Projeto da Câmara garante ao paciente acesso a dados de remédios aplicados em hospitais

Proposta na Câmara exige registro detalhado de remédios e prevê mais rigor na administração de fármacos em hospitais, garantindo o acesso aos dados

Em análise na Câmara dos Deputados, o Projeto de Lei 74/26 garante que pacientes tenham acesso a dados sobre todos os remédios administrados em hospitais públicos e privados, assegurando informações claras e atualizadas a eles ou seus representantes legais.

O texto determina que os dados deverão incluir o nome genérico e comercial do medicamento, o princípio ativo, a dosagem, a via de administração, os horários, o número do lote, a data de validade e a identificação do profissional responsável.

Segundo o autor da proposta, deputado Cleber Verde (MDB-MA), as medidas reforçam a segurança e a transparência nos hospitais. Na justificativa, ele cita episódios recentes envolvendo falhas na administração de medicamentos.

Outros pontos

A preparação da medicação deverá ocorrer na presença do paciente ou de seu representante legal, sempre que técnica e clinicamente possível. Quando isso não for possível, a razão deverá ser registrada no prontuário.

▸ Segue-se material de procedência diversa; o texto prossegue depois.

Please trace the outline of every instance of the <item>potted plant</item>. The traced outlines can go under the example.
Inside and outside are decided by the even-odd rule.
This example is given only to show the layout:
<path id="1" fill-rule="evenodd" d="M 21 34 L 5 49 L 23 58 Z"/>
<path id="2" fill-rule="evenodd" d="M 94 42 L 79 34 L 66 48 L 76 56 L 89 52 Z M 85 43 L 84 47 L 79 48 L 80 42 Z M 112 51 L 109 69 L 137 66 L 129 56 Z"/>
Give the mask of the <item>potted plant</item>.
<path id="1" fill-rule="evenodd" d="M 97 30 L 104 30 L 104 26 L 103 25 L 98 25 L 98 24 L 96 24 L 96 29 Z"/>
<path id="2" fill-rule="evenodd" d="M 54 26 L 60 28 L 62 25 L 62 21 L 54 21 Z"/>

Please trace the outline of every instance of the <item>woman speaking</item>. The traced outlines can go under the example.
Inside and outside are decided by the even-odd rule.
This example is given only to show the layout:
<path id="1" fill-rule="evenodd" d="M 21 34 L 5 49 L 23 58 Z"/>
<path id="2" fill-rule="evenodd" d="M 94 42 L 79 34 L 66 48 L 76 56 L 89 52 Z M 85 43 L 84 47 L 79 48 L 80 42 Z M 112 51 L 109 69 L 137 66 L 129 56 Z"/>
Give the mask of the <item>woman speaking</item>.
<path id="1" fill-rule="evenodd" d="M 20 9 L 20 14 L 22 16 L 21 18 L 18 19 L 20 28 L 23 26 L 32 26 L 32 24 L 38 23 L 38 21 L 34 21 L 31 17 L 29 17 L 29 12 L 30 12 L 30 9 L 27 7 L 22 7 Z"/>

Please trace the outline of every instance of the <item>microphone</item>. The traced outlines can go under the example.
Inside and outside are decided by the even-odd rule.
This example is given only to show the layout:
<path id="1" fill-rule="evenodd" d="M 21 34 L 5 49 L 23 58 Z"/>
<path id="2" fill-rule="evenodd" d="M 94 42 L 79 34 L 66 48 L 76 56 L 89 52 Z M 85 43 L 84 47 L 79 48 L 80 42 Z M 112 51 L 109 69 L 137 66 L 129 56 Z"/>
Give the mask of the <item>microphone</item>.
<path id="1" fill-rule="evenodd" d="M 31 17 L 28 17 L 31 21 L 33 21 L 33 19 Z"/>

Nos casos de emergência, urgência, terapias intensivas ou situações de risco iminente à vida, a administração do medicamento deverá ocorrer, sempre que possível, na presença de, no mínimo, dois profissionais de enfermagem habilitados. O enfermeiro deverá supervisionar o técnico de enfermagem.

Os estabelecimentos de saúde deverão adotar protocolos internos e implementar mecanismos de controle, além de promover treinamentos. Ademais, o descumprimento das regras poderá gerar sanções administrativas, civis, éticas e penais.

Próximos passos

As comissões de Saúde, de Constituição e Justiça e de Cidadania analisarão o projeto em caráter conclusivo. Para virar lei, a Câmara e o Senado terão de aprová-lo.

Por fim, durante a tramitação nas comissões, os deputados podem realizar audiências públicas para ouvir especialistas, profissionais de saúde e representantes da sociedade civil antes de votar o parecer. Esse processo permite o aperfeiçoamento do texto e a inclusão de sugestões que podem ajustar pontos técnicos e operacionais da proposta.